Learn how to define clear, measurable success criteria for AI agents including correctness, reliability, efficiency, safety, and user experience metrics to guide evaluation and improvement.

This article is part of the free-to-read AI Agent Handbook
Setting Goals and Success Criteria
You've built an AI agent that can reason, use tools, maintain memory, make plans, and even coordinate with other agents. But here's a question that should nag at you: How do you know if it actually works well?
It's tempting to judge by feel. "The agent seems smart," or "It usually gets things right," or "My colleagues were impressed in the demo." But relying on intuition alone is risky. Without clear success criteria, you can't systematically improve your agent, catch regressions when you make changes, or confidently deploy it to users.
Before you write a single test or collect any feedback, you need to answer a fundamental question: What does success look like for your agent? This chapter teaches you how to define clear, measurable goals that will guide your evaluation efforts and help you build a better agent.
Why Success Criteria Matter
Imagine you've added planning capabilities to your personal assistant. A user asks, "Schedule a team meeting next Tuesday at 2 PM and send the agenda to everyone." The agent goes through its plan, makes several tool calls, and responds, "Done!"
Is that success? Maybe. But what if the meeting was scheduled for the wrong time? What if the agenda was sent to the wrong people? What if it worked perfectly but took five minutes to complete? Without predefined success criteria, you're left guessing.
Clear success criteria serve several purposes:
- They make success concrete. Instead of "works well," you have "correctly schedules meetings 95% of the time."
- They guide development. When you know what matters, you can prioritize improvements that move the needle.
- They enable systematic testing. You can create test cases that directly measure whether you're meeting your goals.
- They catch regressions. When you change something, you can verify you haven't broken what already worked.
- They build confidence. Concrete measurements let you deploy with evidence, not hope.
Let's explore how to set these criteria for your agent.
Start with User Goals
The best success criteria emerge from understanding what users actually need from your agent. Our personal assistant exists to help users accomplish tasks, so we should define success in terms of those tasks.

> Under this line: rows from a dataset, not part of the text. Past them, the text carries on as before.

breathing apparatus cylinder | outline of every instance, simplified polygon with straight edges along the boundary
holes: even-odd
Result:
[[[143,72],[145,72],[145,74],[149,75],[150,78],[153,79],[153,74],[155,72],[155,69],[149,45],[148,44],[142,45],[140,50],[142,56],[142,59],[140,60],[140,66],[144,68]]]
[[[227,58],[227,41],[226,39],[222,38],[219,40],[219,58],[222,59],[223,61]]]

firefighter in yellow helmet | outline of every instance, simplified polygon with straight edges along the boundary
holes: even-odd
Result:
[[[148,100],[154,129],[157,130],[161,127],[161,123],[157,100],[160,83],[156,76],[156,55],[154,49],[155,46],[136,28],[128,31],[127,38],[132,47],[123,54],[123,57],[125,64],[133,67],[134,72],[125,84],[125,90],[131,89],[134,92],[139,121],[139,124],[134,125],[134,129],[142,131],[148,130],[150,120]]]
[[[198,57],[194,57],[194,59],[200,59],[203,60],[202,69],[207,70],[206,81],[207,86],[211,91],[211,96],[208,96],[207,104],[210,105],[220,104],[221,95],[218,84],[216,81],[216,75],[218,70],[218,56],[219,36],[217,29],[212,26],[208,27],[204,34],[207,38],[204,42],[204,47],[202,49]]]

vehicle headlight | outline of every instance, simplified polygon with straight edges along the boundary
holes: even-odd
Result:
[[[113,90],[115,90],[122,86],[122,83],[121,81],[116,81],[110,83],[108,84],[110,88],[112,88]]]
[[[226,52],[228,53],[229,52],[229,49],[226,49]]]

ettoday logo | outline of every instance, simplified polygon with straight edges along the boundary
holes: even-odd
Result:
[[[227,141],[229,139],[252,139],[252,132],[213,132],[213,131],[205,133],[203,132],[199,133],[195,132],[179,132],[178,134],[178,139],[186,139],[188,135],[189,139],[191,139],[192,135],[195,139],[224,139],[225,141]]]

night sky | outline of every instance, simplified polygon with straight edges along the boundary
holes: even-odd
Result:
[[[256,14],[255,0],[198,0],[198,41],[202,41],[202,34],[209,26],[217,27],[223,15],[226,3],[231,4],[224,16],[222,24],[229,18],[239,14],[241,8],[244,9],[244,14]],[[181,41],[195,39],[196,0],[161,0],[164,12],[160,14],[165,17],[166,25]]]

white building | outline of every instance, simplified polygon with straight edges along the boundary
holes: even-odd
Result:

Start by listing the main capabilities you've given your agent. For our assistant, that might include:
- Answering factual questions
- Performing calculations
- Managing calendar events
- Retrieving information from memory
- Planning and executing multi-step tasks
- Searching the web for current information
For each capability, ask: What would a successful interaction look like from the user's perspective?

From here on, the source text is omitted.